カタール国におけるFacility D天然ガス火力発電・淡水化事業に対するプロジェクトファイナンス
海外展開支援融資ファシリティの一環として、海外IWPP事業への日本企業の参画を支援

  • 地域: 中東
  • インフラ
  • [プロジェクトファイナンス]
  • 投資金融

 
2016年1月15日
  1. 株式会社国際協力銀行(JBIC、総裁:渡辺 博史)は、13日、「海外展開支援融資ファシリティ」*1の一環として、カタール国(以下「カタール」)法人Umm Al Houl Power(以下「UHP」)との間で、IWPP*2プロジェクトであるFacility D ガス火力発電・淡水化事業を対象として、融資金額約1,269百万米ドル(JBIC分)を限度とするプロジェクトファイナンス*3による貸付契約を締結しました。本融資は、株式会社三菱東京UFJ銀行、株式会社みずほ銀行、株式会社三井住友銀行、三菱UFJ信託銀行株式会社、三井住友信託銀行株式会社、農林中央金庫、カタールナショナル銀行、及びKfW IPEX銀行との協調融資によるもので、協調融資総額は約2,538百万米ドルです。
     
  2. 本事業は三菱商事株式会社(以下「三菱商事」)及び東京電力株式会社(以下「東京電力」)が、カタール石油公社(Qatar Petroleum)、カタール発電造水会社(Qatar Electricity & Water Company Q.S.C.)、及びカタール財団(Qatar Foundation for Education, Science and Community Development)と共に設立したUHPが、カタールの首都ドーハ南方に位置するQatar Economic Zone 3隣接地において、発電能力約2,400MW及び淡水化能力約59万立方メートル/日の天然ガス焚き複合火力発電・淡水化プラントをBOOT*4方式で建設・所有・運営し、完工後25年にわたり、カタール電力・水公社(Qatar General Electricity and Water Corporation)に売電・売水するものです。
     
  3. 本融資は、三菱商事及び東京電力がこれまで国内外で培ったノウハウを活かして行うカタールでのIWPP事業を支援するものであり、日本の産業の国際競争力の維持・向上に貢献するものです。また、日本政府は、2015年6月に改訂した「インフラシステム輸出戦略」において、インフラの設計・建設・運営・管理を含むシステムの受注や現地での「事業投資」の拡大の推進を表明しており、本事業に対する支援はこうした政府の施策にも合致するものです。
     
  4. カタールでは、急激な人口増加と経済発展を背景に、電力・水需要が増加傾向にあります。そのような状況下、本事業は同国における主要な電力・水供給源として重要な役割を果たすことが期待されます。また、カタールは世界有数の天然ガス保有国であり、日本にとって重要なLNG輸入先国の一つです。そのため本融資は日本と同国との更なる重層的な経済関係強化にも資するものです。
     
  5. JBICは今後も、日本の公的金融機関として、様々な金融手法を活用した案件形成やリスクテイク機能等を通じて、日本企業の海外インフラ事業展開と両国間の緊密な経済関係の一層の深化・発展を金融面から支援していきます。
注釈
  1. *1 2014年7月1日付お知らせをご参照ください。
  2. *2 IWPP(Independent Water and Power Producer)とは、自前で発電設備・淡水化設備を建設・運営し、電力・水を販売する独立系発電・淡水化事業者のことです。

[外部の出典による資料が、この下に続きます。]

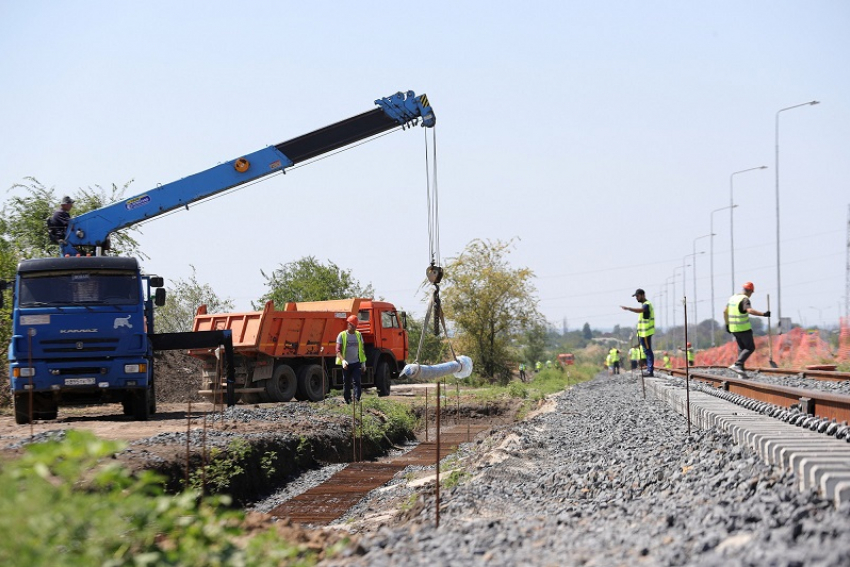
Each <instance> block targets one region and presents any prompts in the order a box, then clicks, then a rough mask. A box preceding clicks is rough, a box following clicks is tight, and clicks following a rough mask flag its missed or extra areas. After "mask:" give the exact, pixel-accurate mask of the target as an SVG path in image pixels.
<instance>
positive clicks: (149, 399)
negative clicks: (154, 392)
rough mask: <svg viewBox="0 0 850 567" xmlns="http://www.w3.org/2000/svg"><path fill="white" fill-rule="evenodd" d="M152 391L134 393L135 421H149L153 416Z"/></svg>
mask: <svg viewBox="0 0 850 567" xmlns="http://www.w3.org/2000/svg"><path fill="white" fill-rule="evenodd" d="M150 395H151V391H150V389H148V388H145V389H144V390H138V391H135V392H133V402H132V403H133V419H134V420H136V421H147V420H148V419H150V416H151V400H150Z"/></svg>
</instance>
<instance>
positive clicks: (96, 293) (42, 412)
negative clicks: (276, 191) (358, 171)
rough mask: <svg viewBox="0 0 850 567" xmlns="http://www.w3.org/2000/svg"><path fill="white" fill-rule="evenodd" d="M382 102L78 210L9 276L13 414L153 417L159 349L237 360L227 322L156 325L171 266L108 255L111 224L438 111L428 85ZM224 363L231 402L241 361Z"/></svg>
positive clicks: (431, 119) (288, 163)
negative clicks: (258, 147) (80, 410)
mask: <svg viewBox="0 0 850 567" xmlns="http://www.w3.org/2000/svg"><path fill="white" fill-rule="evenodd" d="M375 104H376V105H377V108H375V109H373V110H371V111H368V112H364V113H362V114H359V115H357V116H354V117H352V118H349V119H347V120H343V121H341V122H337V123H335V124H331V125H330V126H326V127H324V128H321V129H319V130H316V131H313V132H310V133H308V134H305V135H302V136H299V137H297V138H293V139H291V140H288V141H286V142H282V143H280V144H277V145H275V146H269V147H267V148H264V149H261V150H259V151H256V152H254V153H251V154H247V155H244V156H241V157H239V158H236V159H234V160H230V161H228V162H225V163H222V164H219V165H217V166H215V167H213V168H211V169H208V170H205V171H202V172H200V173H196V174H194V175H190V176H189V177H185V178H183V179H180V180H178V181H174V182H172V183H168V184H166V185H162V186H158V187H156V188H154V189H151V190H150V191H147V192H145V193H142V194H140V195H136V196H134V197H130V198H129V199H126V200H123V201H119V202H116V203H113V204H111V205H108V206H106V207H102V208H100V209H97V210H94V211H90V212H87V213H85V214H82V215H80V216H77V217H74V218H72V219H71V220H70V222H69V224H68V227H67V229H66V230H65V235H64V238H60V239H58V241H57V242H58V244H59V248H60V257H58V258H37V259H30V260H23V261H22V262H21V263H20V264H19V265H18V269H17V274H16V276H15V281H14V282H8V283H7V282H0V284H2V286H0V287H2V288H3V289H9V288H11V290H12V302H13V309H12V339H11V343H10V345H9V382H10V386H11V393H12V397H13V401H14V405H15V421H16V422H17V423H20V424H24V423H29V422H31V421H33V420H37V419H56V417H57V415H58V408H59V407H60V406H75V405H93V404H105V403H121V404H122V405H123V408H124V413H125V414H126V415H128V416H132V418H133V419H135V420H141V421H144V420H147V419H149V418H150V416H151V414H153V413H155V412H156V381H155V378H154V358H153V356H154V353H155V352H157V351H163V350H177V349H179V350H182V349H199V348H214V347H218V346H223V347H224V354H225V360H226V361H232V360H233V350H232V338H231V334H230V333H231V332H230V331H229V330H222V331H203V332H197V331H196V332H191V333H155V332H154V307H155V306H161V305H164V303H165V289H163V287H162V286H163V278H161V277H158V276H155V275H150V274H145V273H143V272H142V270H141V268H140V266H139V262H138V260H136V259H135V258H123V257H118V256H110V255H108V252H109V249H110V246H109V235H110V234H111V233H113V232H115V231H117V230H120V229H122V228H126V227H129V226H132V225H133V224H136V223H138V222H141V221H143V220H147V219H151V218H154V217H156V216H159V215H162V214H164V213H167V212H169V211H172V210H174V209H178V208H180V207H187V208H188V205H189V204H190V203H193V202H196V201H199V200H202V199H205V198H207V197H210V196H212V195H215V194H217V193H221V192H222V191H226V190H228V189H232V188H234V187H238V186H240V185H244V184H246V183H250V182H252V181H256V180H258V179H260V178H263V177H266V176H269V175H272V174H275V173H281V172H284V170H285V169H286V168H288V167H291V166H293V165H295V164H298V163H302V162H305V161H308V160H310V159H312V158H315V157H317V156H320V155H322V154H326V153H328V152H331V151H333V150H336V149H339V148H342V147H344V146H347V145H350V144H353V143H355V142H358V141H361V140H364V139H367V138H369V137H372V136H375V135H378V134H381V133H383V132H387V131H389V130H392V129H395V128H399V127H401V128H406V127H408V126H411V125H414V124H416V123H418V122H419V121H421V122H422V126H424V127H429V128H430V127H433V126H434V124H435V122H436V118H435V116H434V112H433V110H432V109H431V107H430V105H429V103H428V99H427V97H426V96H425V95H421V96H416V95H415V93H413V91H408V92H407V93H401V92H399V93H396V94H395V95H392V96H389V97H386V98H382V99H378V100H376V101H375ZM0 301H2V294H0ZM224 366H225V367H226V369H227V385H228V391H227V394H228V396H227V397H228V403H229V404H232V403H233V400H234V395H233V384H234V382H235V380H234V375H233V364H225V365H224Z"/></svg>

  3. *3 プロジェクトファイナンスとは、プロジェクトに対する融資の返済原資を、そのプロジェクトの生み出すキャッシュフローに限定し、プロジェクトの現地資産等のみを担保として徴求する融資スキームです。
  4. *4 BOOT方式(Build, Own, Operate and Transfer)とは、契約期間中に民間企業が、発電所等のプラントを建設(Build)、所有(Own)、運営(Operate)し、契約期間後に所有権を公共に移転(Transfer)する事業方式のことです。